Room tells the extraordinary story of Jack, a spirited 5-year-old who is trapped in a windowless, 10-by-10-foot space he and his Ma call Room. Ma has created a whole universe for Jack within Room, and she will stop at nothing to ensure that, even in this treacherous environment, Jack is able to live a complete and fulfilling life. But as Jack’s curiosity about their situation grows, and Ma’s resilience reaches its breaking point, they enact a risky plan to escape, ultimately bringing them face-to-face with what may turn out to be the scariest thing yet: the real world.

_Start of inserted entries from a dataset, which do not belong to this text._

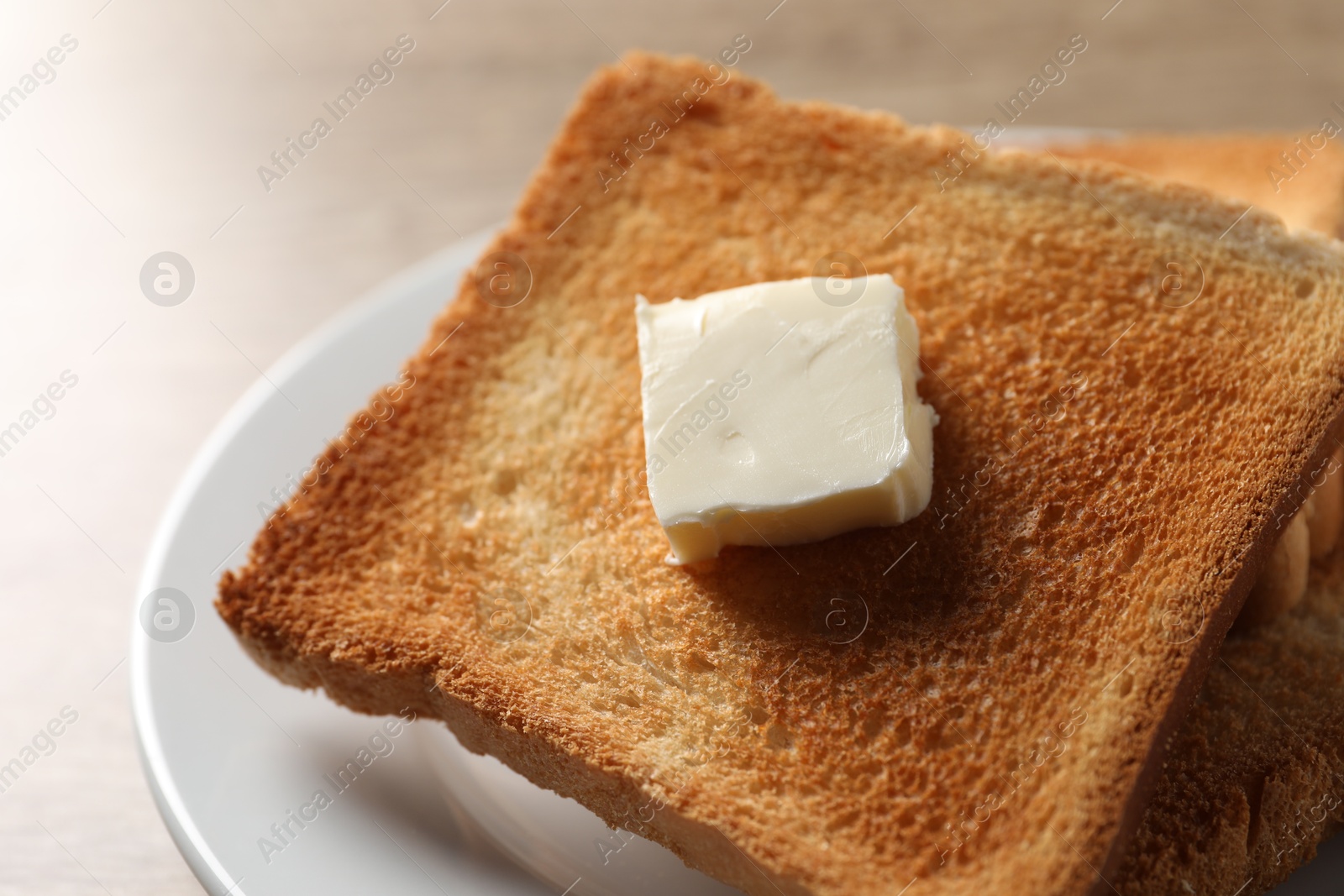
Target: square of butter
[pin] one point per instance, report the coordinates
(783, 412)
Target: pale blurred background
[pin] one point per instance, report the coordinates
(148, 139)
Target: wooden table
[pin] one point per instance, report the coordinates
(148, 134)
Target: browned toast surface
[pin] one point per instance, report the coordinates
(1254, 778)
(1300, 177)
(972, 699)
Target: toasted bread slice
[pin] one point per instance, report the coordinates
(1300, 177)
(990, 715)
(1254, 779)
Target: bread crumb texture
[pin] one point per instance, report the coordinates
(974, 699)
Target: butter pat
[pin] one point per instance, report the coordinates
(783, 412)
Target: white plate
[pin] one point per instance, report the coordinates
(230, 752)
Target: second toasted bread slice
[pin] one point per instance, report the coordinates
(988, 715)
(1252, 781)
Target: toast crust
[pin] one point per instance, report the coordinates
(786, 755)
(1247, 786)
(1245, 167)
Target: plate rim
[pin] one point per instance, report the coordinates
(187, 837)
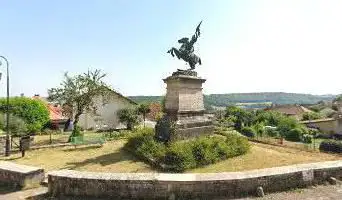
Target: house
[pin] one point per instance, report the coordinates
(295, 111)
(328, 125)
(105, 114)
(57, 119)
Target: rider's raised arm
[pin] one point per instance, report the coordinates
(194, 39)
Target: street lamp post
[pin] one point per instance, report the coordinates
(7, 149)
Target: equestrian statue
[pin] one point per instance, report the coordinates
(186, 51)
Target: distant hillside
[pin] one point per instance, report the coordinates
(222, 100)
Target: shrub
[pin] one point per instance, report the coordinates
(237, 144)
(77, 131)
(271, 132)
(17, 126)
(182, 155)
(33, 112)
(311, 116)
(129, 116)
(113, 135)
(248, 131)
(307, 138)
(331, 146)
(179, 157)
(294, 135)
(204, 151)
(259, 129)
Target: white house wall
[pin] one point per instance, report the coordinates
(106, 114)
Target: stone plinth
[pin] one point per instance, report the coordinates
(184, 109)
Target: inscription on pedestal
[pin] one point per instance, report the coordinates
(184, 109)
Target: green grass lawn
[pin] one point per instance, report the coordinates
(112, 158)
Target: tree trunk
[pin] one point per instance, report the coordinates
(76, 119)
(144, 116)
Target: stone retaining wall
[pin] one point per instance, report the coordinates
(189, 186)
(2, 144)
(21, 176)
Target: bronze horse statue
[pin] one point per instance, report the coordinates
(186, 51)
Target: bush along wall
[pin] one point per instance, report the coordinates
(182, 155)
(331, 146)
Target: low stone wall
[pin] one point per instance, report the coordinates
(21, 176)
(2, 144)
(190, 186)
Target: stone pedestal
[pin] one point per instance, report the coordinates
(184, 109)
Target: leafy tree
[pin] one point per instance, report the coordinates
(33, 112)
(338, 98)
(129, 116)
(144, 109)
(155, 110)
(163, 103)
(269, 118)
(311, 116)
(286, 125)
(79, 92)
(241, 117)
(17, 126)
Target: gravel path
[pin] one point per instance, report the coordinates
(322, 192)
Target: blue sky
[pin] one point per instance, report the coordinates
(245, 46)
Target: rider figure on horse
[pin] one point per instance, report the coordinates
(186, 51)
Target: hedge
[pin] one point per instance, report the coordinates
(34, 112)
(331, 146)
(182, 155)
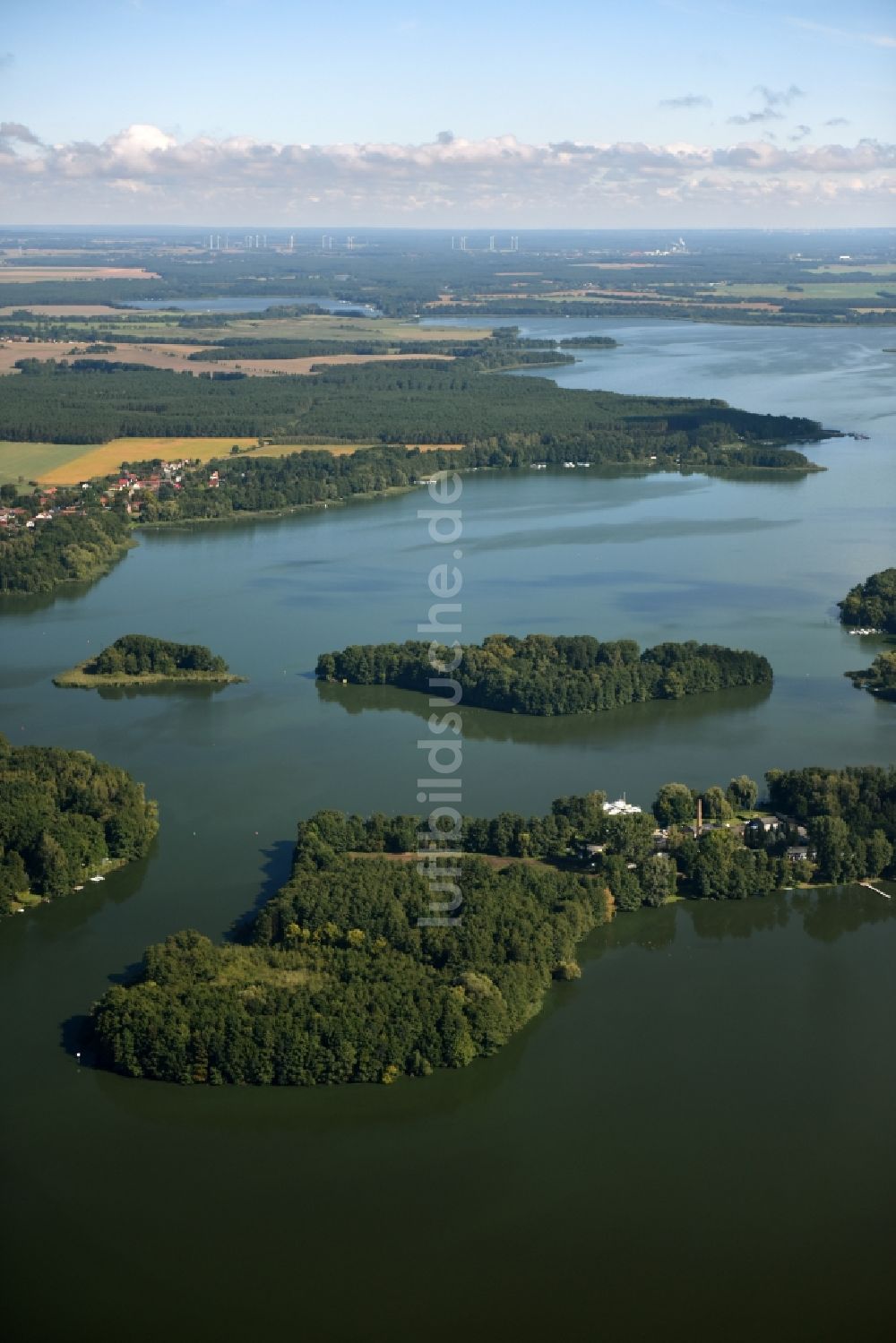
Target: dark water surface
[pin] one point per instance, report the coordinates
(694, 1141)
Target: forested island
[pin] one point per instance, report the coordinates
(65, 817)
(552, 675)
(142, 659)
(872, 605)
(336, 981)
(879, 678)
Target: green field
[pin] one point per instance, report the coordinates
(845, 289)
(153, 327)
(32, 461)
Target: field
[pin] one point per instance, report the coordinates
(884, 269)
(67, 463)
(30, 274)
(158, 327)
(62, 309)
(837, 289)
(35, 461)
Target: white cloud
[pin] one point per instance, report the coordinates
(150, 175)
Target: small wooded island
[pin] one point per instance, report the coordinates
(65, 817)
(338, 981)
(552, 675)
(879, 678)
(140, 659)
(589, 342)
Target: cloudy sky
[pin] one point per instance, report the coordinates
(589, 115)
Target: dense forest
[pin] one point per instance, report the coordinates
(340, 984)
(546, 675)
(338, 981)
(78, 547)
(64, 815)
(872, 603)
(96, 400)
(134, 656)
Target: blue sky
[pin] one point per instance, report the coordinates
(239, 80)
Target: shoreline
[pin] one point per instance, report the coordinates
(78, 680)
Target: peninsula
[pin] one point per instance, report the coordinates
(65, 818)
(871, 605)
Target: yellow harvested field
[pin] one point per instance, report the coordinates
(56, 463)
(102, 458)
(34, 461)
(32, 274)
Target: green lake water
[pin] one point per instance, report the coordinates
(694, 1139)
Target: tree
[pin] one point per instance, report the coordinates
(715, 805)
(659, 879)
(742, 793)
(831, 839)
(673, 805)
(879, 853)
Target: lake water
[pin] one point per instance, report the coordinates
(694, 1141)
(253, 304)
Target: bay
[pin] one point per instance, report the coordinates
(697, 1128)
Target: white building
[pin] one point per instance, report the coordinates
(621, 809)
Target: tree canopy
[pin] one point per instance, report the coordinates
(552, 675)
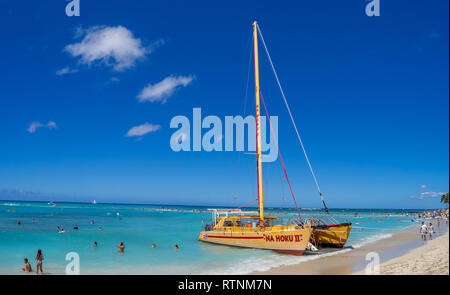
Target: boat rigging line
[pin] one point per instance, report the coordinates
(281, 159)
(292, 120)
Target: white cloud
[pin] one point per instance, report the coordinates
(162, 90)
(142, 129)
(180, 138)
(36, 125)
(427, 195)
(65, 70)
(113, 46)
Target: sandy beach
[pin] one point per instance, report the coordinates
(429, 259)
(402, 253)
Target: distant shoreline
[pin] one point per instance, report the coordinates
(354, 261)
(399, 210)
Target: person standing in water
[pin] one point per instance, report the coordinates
(431, 230)
(439, 224)
(423, 231)
(121, 247)
(27, 267)
(39, 259)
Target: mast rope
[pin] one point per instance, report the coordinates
(247, 204)
(292, 120)
(281, 159)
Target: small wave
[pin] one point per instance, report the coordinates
(268, 262)
(10, 204)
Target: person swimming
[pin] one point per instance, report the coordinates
(27, 267)
(121, 247)
(39, 260)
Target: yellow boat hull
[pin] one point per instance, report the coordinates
(287, 241)
(331, 235)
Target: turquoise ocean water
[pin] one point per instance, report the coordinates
(138, 226)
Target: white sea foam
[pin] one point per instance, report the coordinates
(273, 260)
(10, 204)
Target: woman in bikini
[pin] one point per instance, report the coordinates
(39, 259)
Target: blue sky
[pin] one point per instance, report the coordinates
(369, 95)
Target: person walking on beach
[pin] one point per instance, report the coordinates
(423, 231)
(39, 259)
(431, 230)
(121, 247)
(27, 267)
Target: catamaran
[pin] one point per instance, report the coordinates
(234, 227)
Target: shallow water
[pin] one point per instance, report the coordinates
(138, 226)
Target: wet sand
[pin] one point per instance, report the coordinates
(430, 259)
(353, 261)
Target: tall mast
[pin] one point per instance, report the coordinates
(258, 124)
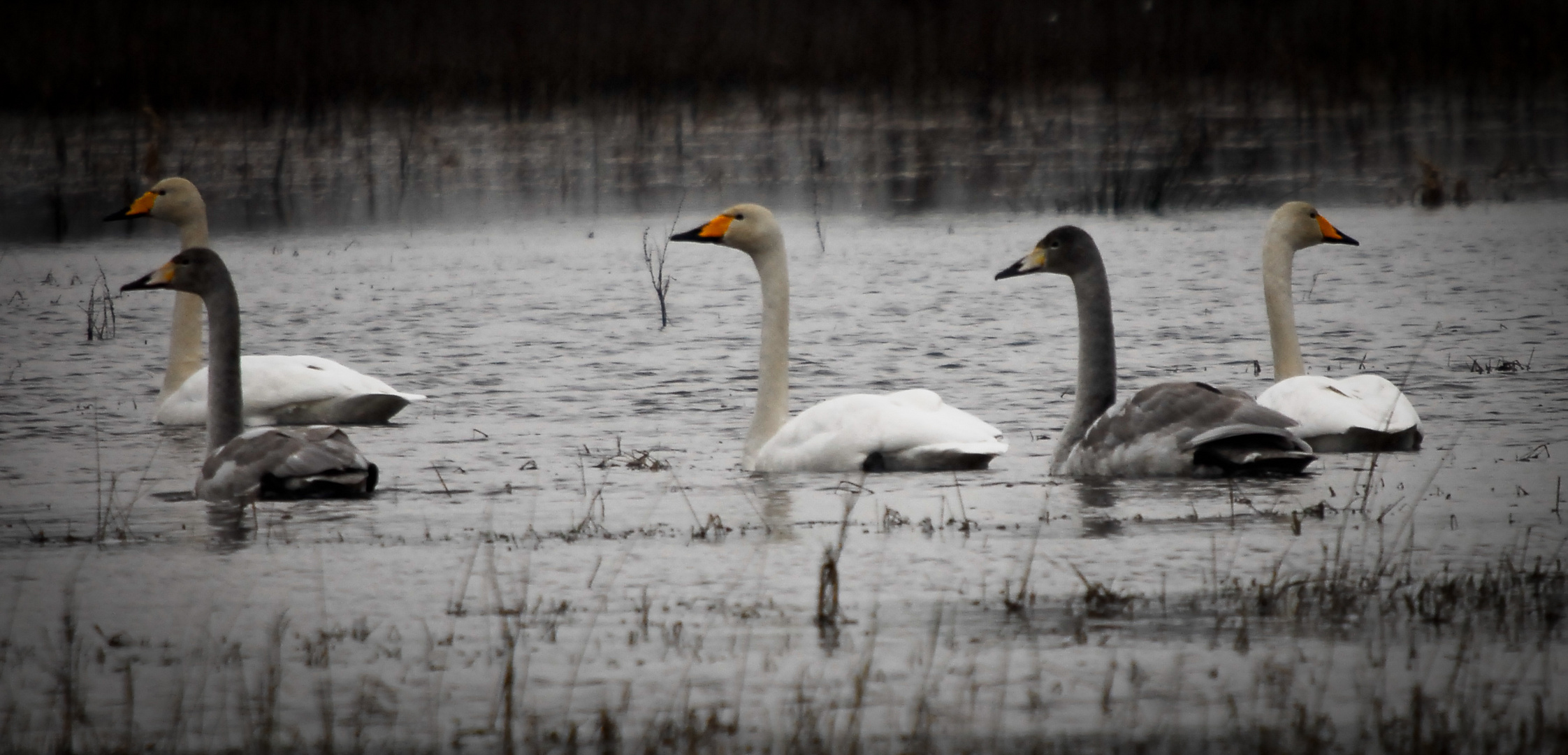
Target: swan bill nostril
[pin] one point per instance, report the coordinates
(708, 233)
(1332, 234)
(140, 208)
(699, 234)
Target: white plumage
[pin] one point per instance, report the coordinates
(907, 431)
(278, 389)
(1327, 407)
(292, 391)
(1351, 415)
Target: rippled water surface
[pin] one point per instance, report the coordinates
(505, 508)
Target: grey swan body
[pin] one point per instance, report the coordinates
(1357, 413)
(264, 462)
(277, 388)
(1164, 431)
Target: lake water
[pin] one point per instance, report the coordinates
(540, 347)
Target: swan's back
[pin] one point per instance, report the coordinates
(292, 389)
(907, 431)
(1355, 413)
(286, 463)
(1189, 431)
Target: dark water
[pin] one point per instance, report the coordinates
(540, 347)
(1071, 150)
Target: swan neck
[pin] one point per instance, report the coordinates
(225, 401)
(774, 361)
(1282, 311)
(185, 355)
(194, 231)
(1096, 388)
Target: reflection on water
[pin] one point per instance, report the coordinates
(1068, 152)
(959, 592)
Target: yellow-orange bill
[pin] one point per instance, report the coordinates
(1328, 228)
(143, 205)
(716, 228)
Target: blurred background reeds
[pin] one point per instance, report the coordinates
(336, 110)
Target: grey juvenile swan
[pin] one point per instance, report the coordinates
(907, 431)
(289, 389)
(1167, 429)
(264, 462)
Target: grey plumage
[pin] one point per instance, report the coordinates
(1168, 429)
(266, 462)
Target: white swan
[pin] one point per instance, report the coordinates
(907, 431)
(1357, 413)
(278, 389)
(264, 462)
(1167, 429)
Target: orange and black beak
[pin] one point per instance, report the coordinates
(137, 209)
(159, 278)
(1332, 234)
(708, 233)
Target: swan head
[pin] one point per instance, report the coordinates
(171, 200)
(1300, 225)
(748, 228)
(195, 271)
(1068, 250)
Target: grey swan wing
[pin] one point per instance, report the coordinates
(1196, 429)
(287, 463)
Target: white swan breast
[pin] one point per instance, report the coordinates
(910, 429)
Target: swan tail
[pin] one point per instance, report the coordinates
(326, 484)
(1361, 440)
(1244, 450)
(1239, 462)
(935, 457)
(350, 410)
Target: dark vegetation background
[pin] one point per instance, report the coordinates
(78, 57)
(1077, 104)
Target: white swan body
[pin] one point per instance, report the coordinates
(1341, 415)
(1349, 415)
(278, 389)
(1164, 431)
(292, 391)
(264, 462)
(907, 431)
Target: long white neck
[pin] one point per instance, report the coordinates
(185, 354)
(774, 365)
(1282, 312)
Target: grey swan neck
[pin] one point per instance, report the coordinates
(774, 363)
(1278, 257)
(1096, 389)
(225, 401)
(185, 333)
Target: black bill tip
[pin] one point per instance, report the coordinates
(1012, 271)
(140, 283)
(695, 236)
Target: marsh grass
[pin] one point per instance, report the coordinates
(1451, 664)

Based on a fantastic novel, Room is able to tell a realistic, captivating and emotional tale with great directing, writing, and wonderful performances. Brie Larson delivers what could be the best female performance of the year. Her motherly soul feels realistic and there with her every moment she’s on screen. She has excellent chemistry here with young star Jacob Tremblay, who also delivers a marvelous performance here. They feel so intimately connected as mother and son, and they both blew me away in this film. Tremblay is also great as Jack, and since the story is told through his character’s eyes, he gets a lot of time to shine in this amazing breakthrough role for him. I would be pleased if Larson were to win the Academy Award, she is very well-deserving of the award, at least as much as the other nominees.

The movie is captivating from the start to the very end. The movie’s setting immediately fascinates and brings a very believable and realistic story to the screen. The writing is always on the spot, and a few lines within the script will make you tremble. However, there are a few minor but important points of exposition that were mentioned in the book, and that the movie should have clarified to be a tad more understandable for people who haven’t read the book. Sometimes, the movie’s score is out of place, as there are a few parts where the music did not fit into the intended tone of the scene in the film. The climax halfway throughout the film is just as intense as it should have been, and seeing an incredible story like this one being brought to the screen feels like an achievement for such small (as in independent) filmmakers. The movie has excellent directing, as it’s a daring challenge to put two young actors in a room, and have them prepare for their roles for so long. Although the directing isn’t perfect, due to the minor flaws I stated earlier, it’s mostly on point, and I’m proud that the director dared to take on such a strong and interesting topic and make the product feel very real and emotionally heavy.

Room is thrilling, emotional, and very well-made, and I would definitely recommend you see it, as it’s worth all the Oscar buzz it’s getting. I would love to see Brie Larson win the Oscar for her performance in this film, and I hope it does well in it’s other categories, too.